The standard deviations \(\sigma_d = \sqrt{\sigma_1^2 + \sigma_2^2 - 2\sigma_{12}}\) of the differences \(X_1 - X_2\) is known.

Hypotheses:

\(H_0\) : \(\mu_d = d_0\) vs \(H_1\) : \(\mu_d \neq d_0\).
\(H_0\) : \(\mu_d \le d_0\) vs \(H_1\) : \(\mu_d \gt d_0\).
\(H_0\) : \(\mu_d \ge d_0\) vs \(H_1\) : \(\mu_d \lt d_0\).

Test statistic:

\[Z = \frac{\bar{D} - d_0}{\sigma_d}\sqrt{n}\] with \[\bar{D} = \frac{1}{n}\sum_{i=1}^n (X_{1i} - X_{2i})\]

Test decision:

Rejection \(H_0\) if for the observed value z of Z:

\(z \lt z_{\alpha/2}\) or \(z \gt z_{1-\alpha/2}\)
\(z \gt z_{1-\alpha}\)
\(z \lt z_\alpha\)

P-value:

\(\rho = 2\phi(-|z|)\)
\(\rho = 1 - \phi(z)\)
\(\rho = \phi(z)\)

Annotation:

The test statistic \(Z\) follows a standard normal distribution.
\(z_\alpha\) is the \(\alpha\)-quantitle of the standard normal distribution.
The assumtion of underlying Gaussian distribution can be relaxed if the distribution of the difference is symmetric.

Example

To test if the mean intelligence quotient increases by 10 comparing before training (IQ1) and after training (IQ2).

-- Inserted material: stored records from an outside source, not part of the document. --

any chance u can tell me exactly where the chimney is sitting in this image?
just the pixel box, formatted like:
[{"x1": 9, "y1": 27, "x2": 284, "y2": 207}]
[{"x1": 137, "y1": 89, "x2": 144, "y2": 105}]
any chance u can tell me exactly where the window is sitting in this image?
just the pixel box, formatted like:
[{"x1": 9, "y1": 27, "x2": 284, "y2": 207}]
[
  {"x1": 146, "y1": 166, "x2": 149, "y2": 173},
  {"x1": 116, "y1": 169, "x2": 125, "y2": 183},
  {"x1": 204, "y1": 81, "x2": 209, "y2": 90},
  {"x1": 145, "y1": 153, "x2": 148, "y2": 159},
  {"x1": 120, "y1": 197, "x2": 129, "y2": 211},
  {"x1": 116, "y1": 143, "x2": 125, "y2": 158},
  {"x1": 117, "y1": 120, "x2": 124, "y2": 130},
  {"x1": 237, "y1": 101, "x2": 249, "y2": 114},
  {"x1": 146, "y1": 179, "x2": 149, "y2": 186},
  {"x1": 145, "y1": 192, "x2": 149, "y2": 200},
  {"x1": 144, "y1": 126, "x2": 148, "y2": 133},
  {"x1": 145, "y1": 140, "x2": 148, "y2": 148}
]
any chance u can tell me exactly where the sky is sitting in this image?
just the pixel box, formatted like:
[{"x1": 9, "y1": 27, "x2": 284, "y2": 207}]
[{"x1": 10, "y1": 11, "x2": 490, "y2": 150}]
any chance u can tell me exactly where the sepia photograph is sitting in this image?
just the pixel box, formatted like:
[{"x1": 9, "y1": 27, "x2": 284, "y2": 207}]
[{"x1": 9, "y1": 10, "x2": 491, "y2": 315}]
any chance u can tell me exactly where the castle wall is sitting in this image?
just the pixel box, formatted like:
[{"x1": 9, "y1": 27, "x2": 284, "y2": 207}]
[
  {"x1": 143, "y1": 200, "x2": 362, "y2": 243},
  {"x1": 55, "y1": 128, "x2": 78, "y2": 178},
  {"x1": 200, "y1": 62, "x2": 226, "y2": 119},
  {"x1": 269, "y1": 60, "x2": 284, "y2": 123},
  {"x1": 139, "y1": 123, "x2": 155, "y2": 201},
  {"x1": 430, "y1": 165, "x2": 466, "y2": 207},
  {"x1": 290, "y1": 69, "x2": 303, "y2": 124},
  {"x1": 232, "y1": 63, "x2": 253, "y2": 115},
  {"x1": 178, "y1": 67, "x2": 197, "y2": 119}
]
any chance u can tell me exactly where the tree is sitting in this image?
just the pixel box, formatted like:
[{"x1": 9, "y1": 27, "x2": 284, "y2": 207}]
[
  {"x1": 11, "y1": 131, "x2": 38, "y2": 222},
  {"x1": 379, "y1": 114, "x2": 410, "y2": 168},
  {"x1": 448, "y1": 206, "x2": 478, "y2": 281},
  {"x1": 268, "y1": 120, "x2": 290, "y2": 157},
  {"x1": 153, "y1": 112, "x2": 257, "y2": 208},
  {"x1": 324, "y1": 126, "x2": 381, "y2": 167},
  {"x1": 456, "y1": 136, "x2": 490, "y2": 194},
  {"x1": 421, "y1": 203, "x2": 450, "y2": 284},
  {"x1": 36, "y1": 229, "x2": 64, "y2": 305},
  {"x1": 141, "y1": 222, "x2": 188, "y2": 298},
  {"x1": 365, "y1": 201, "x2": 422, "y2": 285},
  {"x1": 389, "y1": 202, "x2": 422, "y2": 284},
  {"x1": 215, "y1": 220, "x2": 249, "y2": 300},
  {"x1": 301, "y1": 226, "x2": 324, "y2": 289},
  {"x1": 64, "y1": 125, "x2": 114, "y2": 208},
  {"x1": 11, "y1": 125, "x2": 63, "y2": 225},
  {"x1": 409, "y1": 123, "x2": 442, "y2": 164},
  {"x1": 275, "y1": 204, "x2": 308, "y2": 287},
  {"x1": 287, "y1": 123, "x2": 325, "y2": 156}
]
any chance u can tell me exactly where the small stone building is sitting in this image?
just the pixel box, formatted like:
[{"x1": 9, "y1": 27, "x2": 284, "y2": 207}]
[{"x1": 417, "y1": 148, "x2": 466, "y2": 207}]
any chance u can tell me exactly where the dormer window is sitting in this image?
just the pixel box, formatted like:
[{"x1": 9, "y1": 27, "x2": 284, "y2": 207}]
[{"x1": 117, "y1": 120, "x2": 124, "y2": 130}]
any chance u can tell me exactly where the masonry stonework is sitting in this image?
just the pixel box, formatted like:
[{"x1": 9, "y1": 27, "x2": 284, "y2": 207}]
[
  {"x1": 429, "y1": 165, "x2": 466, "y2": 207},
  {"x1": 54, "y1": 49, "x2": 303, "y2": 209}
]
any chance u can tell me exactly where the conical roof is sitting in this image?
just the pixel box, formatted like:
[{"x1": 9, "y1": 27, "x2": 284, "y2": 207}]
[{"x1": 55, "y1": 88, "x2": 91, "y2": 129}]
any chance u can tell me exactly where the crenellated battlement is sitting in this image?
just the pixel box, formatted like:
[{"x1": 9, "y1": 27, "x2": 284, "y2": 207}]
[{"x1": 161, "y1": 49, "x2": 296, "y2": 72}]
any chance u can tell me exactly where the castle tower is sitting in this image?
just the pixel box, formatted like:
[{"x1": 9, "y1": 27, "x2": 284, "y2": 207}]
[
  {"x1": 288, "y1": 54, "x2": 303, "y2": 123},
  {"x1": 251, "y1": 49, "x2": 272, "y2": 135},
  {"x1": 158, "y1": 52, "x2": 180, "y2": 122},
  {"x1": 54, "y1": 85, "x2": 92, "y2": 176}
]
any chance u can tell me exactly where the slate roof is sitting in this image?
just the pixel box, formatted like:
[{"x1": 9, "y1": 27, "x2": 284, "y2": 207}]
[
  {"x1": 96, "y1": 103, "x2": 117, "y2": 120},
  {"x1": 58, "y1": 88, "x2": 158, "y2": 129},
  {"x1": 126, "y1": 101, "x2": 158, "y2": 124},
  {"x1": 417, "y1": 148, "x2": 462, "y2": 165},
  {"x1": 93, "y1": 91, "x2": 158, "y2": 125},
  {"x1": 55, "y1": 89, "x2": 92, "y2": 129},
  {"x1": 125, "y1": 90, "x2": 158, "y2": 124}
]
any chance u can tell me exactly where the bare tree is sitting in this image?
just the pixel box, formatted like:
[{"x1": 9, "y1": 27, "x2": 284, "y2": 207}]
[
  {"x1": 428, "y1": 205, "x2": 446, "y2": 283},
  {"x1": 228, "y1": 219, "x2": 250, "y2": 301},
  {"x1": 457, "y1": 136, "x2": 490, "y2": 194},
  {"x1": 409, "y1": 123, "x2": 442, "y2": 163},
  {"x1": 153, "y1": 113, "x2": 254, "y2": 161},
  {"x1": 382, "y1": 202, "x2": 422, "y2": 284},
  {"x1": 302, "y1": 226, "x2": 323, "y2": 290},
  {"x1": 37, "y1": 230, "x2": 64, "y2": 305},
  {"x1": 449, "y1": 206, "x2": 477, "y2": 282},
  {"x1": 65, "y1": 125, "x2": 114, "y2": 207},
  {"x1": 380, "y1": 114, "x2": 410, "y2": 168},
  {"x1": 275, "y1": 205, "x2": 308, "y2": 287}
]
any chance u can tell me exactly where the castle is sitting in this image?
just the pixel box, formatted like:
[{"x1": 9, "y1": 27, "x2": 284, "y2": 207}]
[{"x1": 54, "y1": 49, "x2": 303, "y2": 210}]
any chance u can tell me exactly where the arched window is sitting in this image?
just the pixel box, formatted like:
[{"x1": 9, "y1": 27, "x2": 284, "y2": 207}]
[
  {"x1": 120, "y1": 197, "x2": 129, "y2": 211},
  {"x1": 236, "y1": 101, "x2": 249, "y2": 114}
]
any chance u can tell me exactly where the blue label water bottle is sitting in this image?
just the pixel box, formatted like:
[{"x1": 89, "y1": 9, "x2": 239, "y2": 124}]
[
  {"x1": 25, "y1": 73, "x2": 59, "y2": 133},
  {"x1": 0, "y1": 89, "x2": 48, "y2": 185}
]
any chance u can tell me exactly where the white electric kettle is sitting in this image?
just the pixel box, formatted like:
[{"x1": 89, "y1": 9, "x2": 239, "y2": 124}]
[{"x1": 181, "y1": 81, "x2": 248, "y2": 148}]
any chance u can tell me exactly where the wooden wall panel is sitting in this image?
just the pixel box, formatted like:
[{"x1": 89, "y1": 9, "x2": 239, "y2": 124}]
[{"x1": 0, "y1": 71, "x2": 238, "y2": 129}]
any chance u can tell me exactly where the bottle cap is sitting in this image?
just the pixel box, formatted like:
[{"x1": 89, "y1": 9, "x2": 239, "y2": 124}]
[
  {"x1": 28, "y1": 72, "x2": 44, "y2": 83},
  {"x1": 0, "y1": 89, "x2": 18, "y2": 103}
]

It is known that the standard deviation of the difference is 1.40. Note: Because we are interested in a negative difference of means of \(IQ1 - IQ2\), we must test against \(d_0 = -10\)

#iq dataset
no <- seq(1:20)
IQ1 <- c(127, 98,105,83,133,90,107,98,91,100,88,96,110,87,88,88,105,95,79,106)
IQ2 <- c(137, 108,115,93,143,100,117,108,101,110,98,106,120,97,98,100,115,111,89,116)
iq <-data.frame(no,IQ1, IQ2)

# Set difference to test
d0<--10
# Set standard deviation of the difference
sigma_diff<-1.40

# Calculate the mean of the difference
mean_diff<-mean(iq$IQ1-iq$IQ2)

# Calculate the sample size 
n_total<-length(iq$IQ1)

# Calculate test statistic and two-sided p-value
z<-sqrt(n_total)*((mean_diff-d0)/sigma_diff)
p_value=2*pnorm(-abs(z))

# Output results
z

## [1] -1.277753

p_value

## [1] 0.2013365

Remarks:

There is no basic R function to calculate the two-sample z-test directly.
The one-sided p-value for hypothesis (B) can be calculated with p_value_B=1-pnorm(z) and the p-value for hypothesis (C) with p_value_C=pnorm(z).